La Loire et le Loiret
La Loire :
Petit ruisseau, pourquoi viens-tu toujours
De mon onde troubler le cours ?
C’est fatiguer, lasser ma présence :
C’en est fait, dès ce jour je veux
Que nul rapport n’existe entre nous deux ;
Tout me l’ordonne, tout, ma grandeur, ma naissance.
Le Loiret :
Ta grandeur, ta naissance ? ah ! voilà du nouveau.
Mais lorsque dans ton sein je dépose mon eau,
Je suis l’ordre établi, voulu par la Nature,
Et fort mal à propos ton orgueil en murmure.
La Loire :
Que dis-tu ? la Nature en cela ne fait rien ;
Elle s’occupe peu de ton sort et du mien :
Echappés de ses mains, c’est à nous seuls sans doute
A choisir, à changer, à suivre notre route.
Le Loiret :
A merveille ! crois-tu vraiment ce que tu dis ?
Eh bien ! si de changer il est aussi facile,
Que ne commences-tu ? dès l’instant je te suis.
La Loire :
Tel n’est pas mon projet : dans mon cristal mobile
J’aime à voir réfléchir ces superbes coteaux
Entre lesquels j’amuse et promène mes flots.

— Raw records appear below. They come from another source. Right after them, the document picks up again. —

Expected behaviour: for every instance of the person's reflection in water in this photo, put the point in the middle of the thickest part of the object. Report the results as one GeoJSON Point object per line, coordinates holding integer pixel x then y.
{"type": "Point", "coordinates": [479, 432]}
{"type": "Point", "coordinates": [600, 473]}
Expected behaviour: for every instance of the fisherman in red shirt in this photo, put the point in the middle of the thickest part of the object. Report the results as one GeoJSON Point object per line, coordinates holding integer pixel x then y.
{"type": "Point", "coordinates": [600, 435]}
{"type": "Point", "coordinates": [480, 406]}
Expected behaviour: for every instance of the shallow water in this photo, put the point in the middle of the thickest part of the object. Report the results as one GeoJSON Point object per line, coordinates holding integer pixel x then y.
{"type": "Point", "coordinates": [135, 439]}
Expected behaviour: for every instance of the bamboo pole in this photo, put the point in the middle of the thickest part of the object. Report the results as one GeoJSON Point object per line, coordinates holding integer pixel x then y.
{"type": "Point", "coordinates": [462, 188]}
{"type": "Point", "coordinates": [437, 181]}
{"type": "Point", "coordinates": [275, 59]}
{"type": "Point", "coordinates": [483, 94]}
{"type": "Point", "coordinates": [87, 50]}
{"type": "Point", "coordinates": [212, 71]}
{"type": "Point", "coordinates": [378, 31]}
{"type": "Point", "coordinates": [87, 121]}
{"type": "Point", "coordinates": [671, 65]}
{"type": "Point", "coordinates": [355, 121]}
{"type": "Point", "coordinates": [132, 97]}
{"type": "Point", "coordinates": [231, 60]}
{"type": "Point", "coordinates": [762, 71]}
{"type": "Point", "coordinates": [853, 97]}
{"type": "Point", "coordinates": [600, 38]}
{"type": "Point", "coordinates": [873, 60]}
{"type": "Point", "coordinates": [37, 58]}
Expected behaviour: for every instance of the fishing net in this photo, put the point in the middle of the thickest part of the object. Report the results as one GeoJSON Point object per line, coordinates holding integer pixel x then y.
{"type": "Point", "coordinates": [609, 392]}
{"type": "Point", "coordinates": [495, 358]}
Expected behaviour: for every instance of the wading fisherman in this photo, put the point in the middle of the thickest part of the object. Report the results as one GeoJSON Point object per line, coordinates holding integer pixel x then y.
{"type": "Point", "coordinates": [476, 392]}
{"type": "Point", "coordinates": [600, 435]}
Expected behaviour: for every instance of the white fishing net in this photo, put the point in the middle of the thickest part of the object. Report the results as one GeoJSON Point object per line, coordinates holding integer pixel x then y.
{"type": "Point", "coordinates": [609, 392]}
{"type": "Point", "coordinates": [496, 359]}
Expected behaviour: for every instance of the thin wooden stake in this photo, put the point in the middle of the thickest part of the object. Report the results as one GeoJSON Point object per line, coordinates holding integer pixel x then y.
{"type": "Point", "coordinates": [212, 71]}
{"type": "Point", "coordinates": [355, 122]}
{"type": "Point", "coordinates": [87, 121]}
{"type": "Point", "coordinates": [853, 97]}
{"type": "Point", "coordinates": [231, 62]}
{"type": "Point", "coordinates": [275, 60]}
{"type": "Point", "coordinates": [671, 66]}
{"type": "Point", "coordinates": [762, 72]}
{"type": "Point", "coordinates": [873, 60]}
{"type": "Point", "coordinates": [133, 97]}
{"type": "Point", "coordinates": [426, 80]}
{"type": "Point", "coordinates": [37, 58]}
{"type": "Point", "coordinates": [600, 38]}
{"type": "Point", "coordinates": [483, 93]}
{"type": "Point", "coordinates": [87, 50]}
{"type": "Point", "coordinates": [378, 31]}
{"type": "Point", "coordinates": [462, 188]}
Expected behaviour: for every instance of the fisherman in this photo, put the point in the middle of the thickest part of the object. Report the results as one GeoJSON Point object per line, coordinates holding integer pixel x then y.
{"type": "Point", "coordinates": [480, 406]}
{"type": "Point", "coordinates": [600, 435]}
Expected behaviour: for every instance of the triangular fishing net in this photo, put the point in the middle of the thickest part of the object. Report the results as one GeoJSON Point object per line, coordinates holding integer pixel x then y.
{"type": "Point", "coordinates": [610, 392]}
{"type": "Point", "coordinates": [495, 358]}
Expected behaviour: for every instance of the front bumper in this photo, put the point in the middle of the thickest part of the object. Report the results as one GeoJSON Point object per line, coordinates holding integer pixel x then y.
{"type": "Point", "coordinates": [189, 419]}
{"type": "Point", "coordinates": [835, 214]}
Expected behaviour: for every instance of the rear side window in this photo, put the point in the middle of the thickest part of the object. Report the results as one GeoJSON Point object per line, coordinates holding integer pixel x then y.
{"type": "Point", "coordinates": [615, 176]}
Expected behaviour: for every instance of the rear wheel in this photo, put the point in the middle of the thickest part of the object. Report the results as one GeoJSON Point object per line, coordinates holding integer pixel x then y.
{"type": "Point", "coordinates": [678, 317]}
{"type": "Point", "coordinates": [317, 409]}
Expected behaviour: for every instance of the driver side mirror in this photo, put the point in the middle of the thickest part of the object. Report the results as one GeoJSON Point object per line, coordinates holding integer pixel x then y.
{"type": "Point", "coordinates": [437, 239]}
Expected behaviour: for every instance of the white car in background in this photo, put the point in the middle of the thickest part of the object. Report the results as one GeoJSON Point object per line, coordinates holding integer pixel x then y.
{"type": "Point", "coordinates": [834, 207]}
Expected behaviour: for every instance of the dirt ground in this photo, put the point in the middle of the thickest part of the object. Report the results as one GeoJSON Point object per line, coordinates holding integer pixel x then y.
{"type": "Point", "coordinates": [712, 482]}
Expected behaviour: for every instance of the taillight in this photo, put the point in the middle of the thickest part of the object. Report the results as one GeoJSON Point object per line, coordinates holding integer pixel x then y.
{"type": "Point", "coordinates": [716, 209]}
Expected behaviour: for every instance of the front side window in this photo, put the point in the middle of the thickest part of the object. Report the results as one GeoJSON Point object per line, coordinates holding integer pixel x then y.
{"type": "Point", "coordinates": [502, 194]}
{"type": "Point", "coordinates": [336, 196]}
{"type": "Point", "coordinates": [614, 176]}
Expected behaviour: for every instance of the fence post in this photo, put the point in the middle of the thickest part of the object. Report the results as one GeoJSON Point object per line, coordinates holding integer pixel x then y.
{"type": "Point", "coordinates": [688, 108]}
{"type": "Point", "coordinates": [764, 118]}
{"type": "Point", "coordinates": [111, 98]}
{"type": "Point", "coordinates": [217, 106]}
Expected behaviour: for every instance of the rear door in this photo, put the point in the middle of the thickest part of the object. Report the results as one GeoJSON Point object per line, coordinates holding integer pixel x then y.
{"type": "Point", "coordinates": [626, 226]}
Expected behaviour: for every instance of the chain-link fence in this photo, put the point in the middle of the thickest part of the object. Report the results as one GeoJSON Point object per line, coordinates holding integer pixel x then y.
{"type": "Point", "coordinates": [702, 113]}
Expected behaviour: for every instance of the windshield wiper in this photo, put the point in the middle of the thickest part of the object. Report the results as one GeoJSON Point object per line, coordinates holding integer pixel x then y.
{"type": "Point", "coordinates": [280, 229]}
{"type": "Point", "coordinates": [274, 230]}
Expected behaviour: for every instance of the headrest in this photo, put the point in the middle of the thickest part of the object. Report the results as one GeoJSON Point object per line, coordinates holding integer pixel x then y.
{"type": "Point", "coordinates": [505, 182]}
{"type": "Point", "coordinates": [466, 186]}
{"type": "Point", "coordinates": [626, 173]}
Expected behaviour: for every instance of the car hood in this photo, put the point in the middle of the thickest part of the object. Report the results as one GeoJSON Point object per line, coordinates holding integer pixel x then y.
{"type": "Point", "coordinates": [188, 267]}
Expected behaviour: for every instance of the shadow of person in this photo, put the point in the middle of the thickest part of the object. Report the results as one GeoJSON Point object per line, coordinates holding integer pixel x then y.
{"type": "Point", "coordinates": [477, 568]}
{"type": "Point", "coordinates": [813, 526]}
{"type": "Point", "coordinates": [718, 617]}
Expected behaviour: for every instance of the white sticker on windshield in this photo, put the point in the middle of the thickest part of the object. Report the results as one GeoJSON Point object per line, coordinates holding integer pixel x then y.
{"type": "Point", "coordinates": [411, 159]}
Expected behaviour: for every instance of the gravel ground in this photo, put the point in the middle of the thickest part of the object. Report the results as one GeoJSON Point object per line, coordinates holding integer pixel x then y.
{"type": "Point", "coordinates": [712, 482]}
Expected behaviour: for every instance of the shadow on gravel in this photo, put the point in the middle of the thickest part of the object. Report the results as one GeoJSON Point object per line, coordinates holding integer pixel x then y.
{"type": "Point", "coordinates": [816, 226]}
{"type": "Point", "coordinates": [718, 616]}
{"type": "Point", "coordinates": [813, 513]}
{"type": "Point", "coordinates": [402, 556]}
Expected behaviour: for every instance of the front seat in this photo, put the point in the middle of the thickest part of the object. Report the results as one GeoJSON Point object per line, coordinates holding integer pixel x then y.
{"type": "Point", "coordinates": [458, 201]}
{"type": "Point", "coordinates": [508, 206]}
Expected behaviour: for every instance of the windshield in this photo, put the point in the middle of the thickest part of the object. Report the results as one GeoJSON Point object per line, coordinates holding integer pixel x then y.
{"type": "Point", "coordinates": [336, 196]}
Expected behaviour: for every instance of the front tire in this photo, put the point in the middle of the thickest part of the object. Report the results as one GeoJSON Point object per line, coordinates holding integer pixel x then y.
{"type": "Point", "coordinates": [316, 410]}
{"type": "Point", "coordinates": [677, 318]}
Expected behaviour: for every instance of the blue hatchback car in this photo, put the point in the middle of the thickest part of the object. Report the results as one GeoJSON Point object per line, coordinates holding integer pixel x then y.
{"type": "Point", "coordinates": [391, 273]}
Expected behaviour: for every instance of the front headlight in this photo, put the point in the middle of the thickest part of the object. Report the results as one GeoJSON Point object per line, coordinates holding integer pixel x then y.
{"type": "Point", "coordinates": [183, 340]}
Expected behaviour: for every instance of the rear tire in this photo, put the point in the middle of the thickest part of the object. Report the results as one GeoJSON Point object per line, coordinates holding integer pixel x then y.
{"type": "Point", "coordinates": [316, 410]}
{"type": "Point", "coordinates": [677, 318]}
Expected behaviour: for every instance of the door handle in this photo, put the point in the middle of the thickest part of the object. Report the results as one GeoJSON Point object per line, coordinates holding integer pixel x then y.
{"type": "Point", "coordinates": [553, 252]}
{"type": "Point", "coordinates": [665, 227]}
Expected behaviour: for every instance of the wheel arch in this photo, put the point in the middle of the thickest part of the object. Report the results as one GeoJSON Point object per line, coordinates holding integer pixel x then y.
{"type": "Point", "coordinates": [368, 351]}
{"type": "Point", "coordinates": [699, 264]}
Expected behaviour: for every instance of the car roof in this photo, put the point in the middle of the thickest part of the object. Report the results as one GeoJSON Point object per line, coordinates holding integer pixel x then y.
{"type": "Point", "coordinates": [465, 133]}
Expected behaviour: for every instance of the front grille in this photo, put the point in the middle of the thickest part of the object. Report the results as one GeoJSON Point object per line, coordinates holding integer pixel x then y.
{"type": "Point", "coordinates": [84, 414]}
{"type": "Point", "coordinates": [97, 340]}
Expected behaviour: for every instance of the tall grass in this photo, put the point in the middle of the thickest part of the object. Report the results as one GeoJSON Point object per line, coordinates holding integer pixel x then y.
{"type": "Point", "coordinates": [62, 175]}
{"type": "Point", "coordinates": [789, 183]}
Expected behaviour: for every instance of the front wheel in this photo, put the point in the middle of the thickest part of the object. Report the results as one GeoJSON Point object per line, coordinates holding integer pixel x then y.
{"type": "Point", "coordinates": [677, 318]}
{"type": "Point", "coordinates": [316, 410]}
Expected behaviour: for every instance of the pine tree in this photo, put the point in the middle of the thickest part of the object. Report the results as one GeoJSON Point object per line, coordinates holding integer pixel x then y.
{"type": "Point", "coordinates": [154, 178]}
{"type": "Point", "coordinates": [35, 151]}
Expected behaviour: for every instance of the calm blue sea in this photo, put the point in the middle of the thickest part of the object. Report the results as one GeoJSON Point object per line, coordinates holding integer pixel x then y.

Tout changement d’ailleurs paraît étrange,
Quand il est sans but et sans fruit ;
C’est à celui qui gêne, qui dérange,
A se soumettre aux goûts de ceux auxquels il nuit.
Le Loiret :
Bien : un instant j’admets qu’il soit possible
Que de la mer sans toi j’apprenne les chemins ;
Que, pour rendre ma course utile à tes desseins,
Je prévienne, en fuyant, tous les ruisseaux voisins
Qu’à leur amitié peu sensible
Tu veux sans nul secours fertiliser tes bords ;
Et s’ils vont t’obéir ?
La Loire :
Tant mieux : j’obtiens alors
Le premier rang parmi les filles de Neptune.
Dans son sein j’irai seule épancher mes trésors,
Et ma gloire... ma gloire en sera moins commune.
Le Loiret :
Nouvelle erreur ou nouveaux torts.
Abandonnée à tes simples efforts,
Jamais tu ne pourrais achever ta carrière,
Ou ton cours serait languissant.
Fleuve, tu deviendrais une faible rivière,
Si ces petits ruisseaux, que tu dédaignes tant,
Du tribut de leurs eaux n’alimentaient la tienne.
Va, ma soeur, et qu’il te souvienne
Que dans ce monde il n’est petit ni grand
Qui par quelque côté l’un à l’autre ne tienne.
Par M. Legier, ex-Législateur
Membre de l’Académie celtique"
On dirait du La Fontaine... sans les animaux !
Pour qui se prenait-elle, cette Loire, fière et arrogante, dénigrant ses affluents, qui lui sont pourtant indispensables ?
Le Loiret, avec ses quelques kilomètres de cours, lui damme le pion... et il a raison. Il faut remettre les choses en place.
Et puis chacun a sa place, dans ce monde !
Et puis la morale de cette fable :
"... dans ce monde il n’est petit ni grand, qui par quelque côté l’un à l’autre ne tienne".
A méditer......
Mais un conseil, si vous passez par Orléans, regardez le soleil se coucher sur la Loire, dans les environs d’Orléans.... quelle beauté !
Regardez le fleuve, majestueux, tranquille, serpentant le long de ses rives et de ses côteaux... quel calme !
Vous verrez, tout de même, que la Loire avait quelques raisons d’être fière !
Texte de la fable : Annales périodiques de la ville d’Orléans.